So I was viewing this morning’s politics talking head shows
as is my usual Sunday morning routine, and watching the Romney apologists spell
out, for the umpteenth time what it is that Romney truly plans in his tax cut
plan should he become president.
And they were pooh-poohing the claims
by the non-partisan Fact-Check.org think tank, a project of the Annenberg
Public Policy Center, that in order to make up for the tax cuts for the very
rich in this country, Romney would have to raise the taxes on the middle class.
He would have no other way to pay for the tax cut, they say.
Baloney said the pundits. Mitt Romney has all of this
already handled in other tweaks to his tax plan where the rich will have fewer
deductions by eliminating some, and lowering others.

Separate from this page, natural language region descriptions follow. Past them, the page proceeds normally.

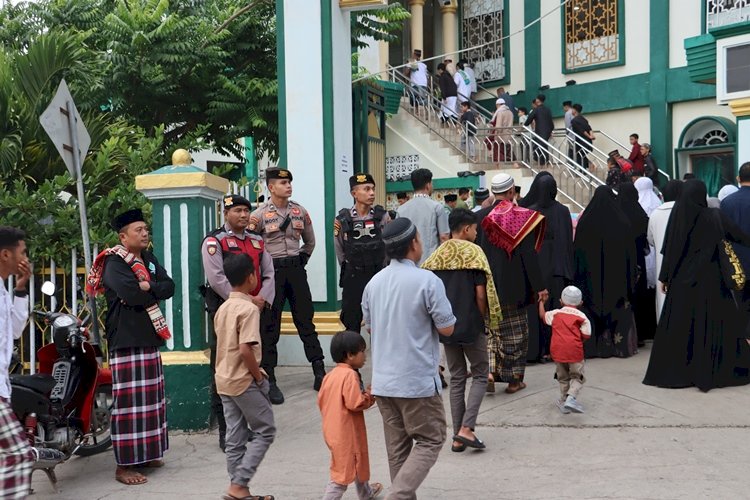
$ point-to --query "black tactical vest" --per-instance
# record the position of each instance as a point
(363, 245)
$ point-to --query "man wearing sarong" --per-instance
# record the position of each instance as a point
(511, 236)
(134, 282)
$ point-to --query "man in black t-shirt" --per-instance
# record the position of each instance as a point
(468, 129)
(463, 269)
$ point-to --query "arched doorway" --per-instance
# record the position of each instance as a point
(707, 148)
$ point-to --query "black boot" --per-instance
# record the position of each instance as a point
(319, 370)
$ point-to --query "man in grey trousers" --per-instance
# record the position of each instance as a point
(405, 357)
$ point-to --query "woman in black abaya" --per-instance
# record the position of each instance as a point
(700, 339)
(555, 257)
(605, 271)
(642, 300)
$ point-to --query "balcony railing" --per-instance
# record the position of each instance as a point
(725, 12)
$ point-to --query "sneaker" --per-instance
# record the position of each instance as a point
(561, 406)
(573, 405)
(275, 395)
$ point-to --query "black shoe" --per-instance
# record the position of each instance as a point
(275, 394)
(319, 370)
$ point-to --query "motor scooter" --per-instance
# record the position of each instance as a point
(66, 406)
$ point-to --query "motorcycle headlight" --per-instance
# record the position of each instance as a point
(63, 322)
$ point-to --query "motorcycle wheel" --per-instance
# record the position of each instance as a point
(100, 423)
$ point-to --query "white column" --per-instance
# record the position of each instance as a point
(417, 25)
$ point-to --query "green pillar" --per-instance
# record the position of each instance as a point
(184, 210)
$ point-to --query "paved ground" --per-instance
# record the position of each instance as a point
(633, 442)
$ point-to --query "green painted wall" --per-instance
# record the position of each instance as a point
(188, 396)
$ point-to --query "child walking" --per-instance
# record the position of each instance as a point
(342, 400)
(570, 328)
(465, 272)
(241, 383)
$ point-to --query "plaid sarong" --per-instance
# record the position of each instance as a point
(16, 455)
(139, 413)
(508, 347)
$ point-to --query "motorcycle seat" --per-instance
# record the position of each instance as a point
(39, 382)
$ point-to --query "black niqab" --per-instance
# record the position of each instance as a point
(605, 255)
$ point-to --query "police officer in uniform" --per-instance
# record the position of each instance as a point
(359, 247)
(282, 222)
(233, 237)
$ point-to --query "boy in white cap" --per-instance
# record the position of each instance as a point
(570, 328)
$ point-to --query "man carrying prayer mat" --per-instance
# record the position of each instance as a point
(511, 236)
(134, 282)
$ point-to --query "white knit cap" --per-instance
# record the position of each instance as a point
(501, 183)
(571, 296)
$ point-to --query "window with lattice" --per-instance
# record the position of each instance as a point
(482, 25)
(592, 33)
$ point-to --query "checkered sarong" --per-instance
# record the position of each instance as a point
(139, 414)
(16, 455)
(508, 347)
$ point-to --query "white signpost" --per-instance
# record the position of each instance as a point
(65, 127)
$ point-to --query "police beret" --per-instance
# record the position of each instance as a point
(235, 200)
(278, 173)
(357, 179)
(126, 218)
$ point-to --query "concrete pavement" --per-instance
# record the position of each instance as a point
(633, 442)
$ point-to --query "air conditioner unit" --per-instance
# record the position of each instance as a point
(732, 68)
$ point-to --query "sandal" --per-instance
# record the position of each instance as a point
(471, 443)
(376, 488)
(458, 448)
(130, 477)
(520, 386)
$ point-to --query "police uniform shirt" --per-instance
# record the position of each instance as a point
(340, 236)
(268, 220)
(213, 266)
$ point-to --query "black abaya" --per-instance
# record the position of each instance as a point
(605, 271)
(699, 340)
(555, 256)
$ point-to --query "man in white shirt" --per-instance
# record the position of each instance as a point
(469, 70)
(417, 71)
(463, 83)
(16, 455)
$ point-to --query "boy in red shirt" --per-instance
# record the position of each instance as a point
(570, 328)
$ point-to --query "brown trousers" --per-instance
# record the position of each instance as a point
(415, 431)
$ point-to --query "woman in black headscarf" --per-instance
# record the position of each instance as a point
(555, 256)
(642, 300)
(605, 271)
(700, 340)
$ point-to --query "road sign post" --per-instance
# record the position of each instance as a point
(65, 127)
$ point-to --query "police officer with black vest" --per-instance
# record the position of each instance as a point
(233, 237)
(359, 247)
(283, 223)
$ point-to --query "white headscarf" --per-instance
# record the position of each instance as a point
(726, 191)
(646, 196)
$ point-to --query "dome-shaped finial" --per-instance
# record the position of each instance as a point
(181, 157)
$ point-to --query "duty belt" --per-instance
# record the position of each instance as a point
(294, 261)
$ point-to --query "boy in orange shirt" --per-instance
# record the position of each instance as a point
(241, 383)
(570, 328)
(342, 400)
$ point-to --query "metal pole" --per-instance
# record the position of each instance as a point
(84, 219)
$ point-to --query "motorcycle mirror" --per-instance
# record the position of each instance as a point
(48, 288)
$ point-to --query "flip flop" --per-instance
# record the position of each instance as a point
(376, 488)
(471, 443)
(131, 478)
(520, 386)
(458, 448)
(227, 496)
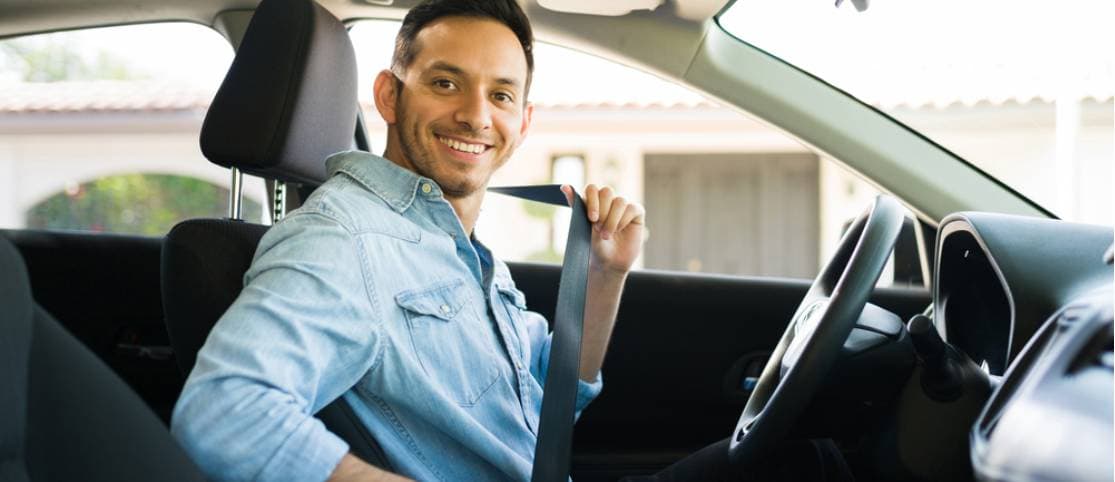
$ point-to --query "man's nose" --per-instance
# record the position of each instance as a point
(474, 112)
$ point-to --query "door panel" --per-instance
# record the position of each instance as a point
(666, 391)
(676, 339)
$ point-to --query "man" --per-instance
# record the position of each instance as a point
(377, 290)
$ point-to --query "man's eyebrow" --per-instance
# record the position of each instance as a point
(507, 82)
(449, 68)
(440, 65)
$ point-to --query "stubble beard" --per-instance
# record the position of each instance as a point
(424, 163)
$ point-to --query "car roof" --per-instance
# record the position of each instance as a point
(678, 40)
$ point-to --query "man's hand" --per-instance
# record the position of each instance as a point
(617, 241)
(617, 228)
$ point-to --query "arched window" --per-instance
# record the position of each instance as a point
(147, 204)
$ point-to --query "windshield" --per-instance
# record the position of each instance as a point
(1024, 90)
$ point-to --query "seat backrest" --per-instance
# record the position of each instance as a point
(65, 415)
(288, 102)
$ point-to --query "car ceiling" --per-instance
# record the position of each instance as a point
(678, 41)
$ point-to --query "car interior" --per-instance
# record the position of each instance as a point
(999, 368)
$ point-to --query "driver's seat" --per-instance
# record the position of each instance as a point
(288, 102)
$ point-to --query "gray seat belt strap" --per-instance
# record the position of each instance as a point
(553, 449)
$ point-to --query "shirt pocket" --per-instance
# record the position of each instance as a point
(451, 343)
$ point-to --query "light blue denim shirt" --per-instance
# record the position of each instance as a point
(371, 291)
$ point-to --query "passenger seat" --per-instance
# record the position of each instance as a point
(65, 415)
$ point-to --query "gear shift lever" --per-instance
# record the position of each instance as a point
(943, 368)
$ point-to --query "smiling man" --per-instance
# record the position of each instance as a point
(378, 290)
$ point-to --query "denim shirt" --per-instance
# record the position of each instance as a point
(372, 291)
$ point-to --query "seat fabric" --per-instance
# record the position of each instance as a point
(65, 415)
(288, 102)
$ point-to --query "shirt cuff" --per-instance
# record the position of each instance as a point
(311, 453)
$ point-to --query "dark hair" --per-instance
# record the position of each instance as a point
(503, 11)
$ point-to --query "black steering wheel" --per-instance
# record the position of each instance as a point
(822, 323)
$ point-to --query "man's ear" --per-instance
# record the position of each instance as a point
(385, 92)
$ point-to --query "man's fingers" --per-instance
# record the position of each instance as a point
(591, 202)
(614, 215)
(633, 214)
(604, 204)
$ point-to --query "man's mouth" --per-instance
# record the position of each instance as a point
(463, 146)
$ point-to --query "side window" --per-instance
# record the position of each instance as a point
(724, 193)
(100, 129)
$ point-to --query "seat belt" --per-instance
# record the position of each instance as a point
(553, 449)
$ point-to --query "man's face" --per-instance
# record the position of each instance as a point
(461, 111)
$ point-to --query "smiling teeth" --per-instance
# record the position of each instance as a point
(472, 148)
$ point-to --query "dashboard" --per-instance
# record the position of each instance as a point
(1030, 301)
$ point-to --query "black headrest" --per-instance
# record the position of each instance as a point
(290, 97)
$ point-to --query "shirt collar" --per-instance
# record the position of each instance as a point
(397, 186)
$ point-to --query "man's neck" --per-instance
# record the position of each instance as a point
(467, 208)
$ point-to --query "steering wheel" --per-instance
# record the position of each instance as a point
(813, 340)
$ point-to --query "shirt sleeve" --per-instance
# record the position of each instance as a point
(541, 339)
(301, 333)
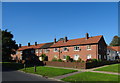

It should all come out the same in the wash these people
said.
But it was like this was the first time I was hearing this
clearly. Whoa, I said to myself, what is the net benefit then? If the goal is
to decrease the tax burden on the rich so that they would hire more people and
expand the economy – which is The Plan – where is the net tax savings? Where do
the rich get to have more money? If Romney makes the tax cuts for the rich
deficit neutral by paying for it with reductions in other areas, doesn’t that
mean that there is a zero sum change for the rich?
Where’s the benefit in that?
My guess is that there is a zero sum change for the rich,
but a huge change for the middle class. The eliminations of deductions for the
rich will also go for the middle class, however the middle class will not have
tax rate reductions to offset them.
Hey presto, it’s a shell game. Now you see it now you don’t. The middle class has fallen for that game for decades. For centuries.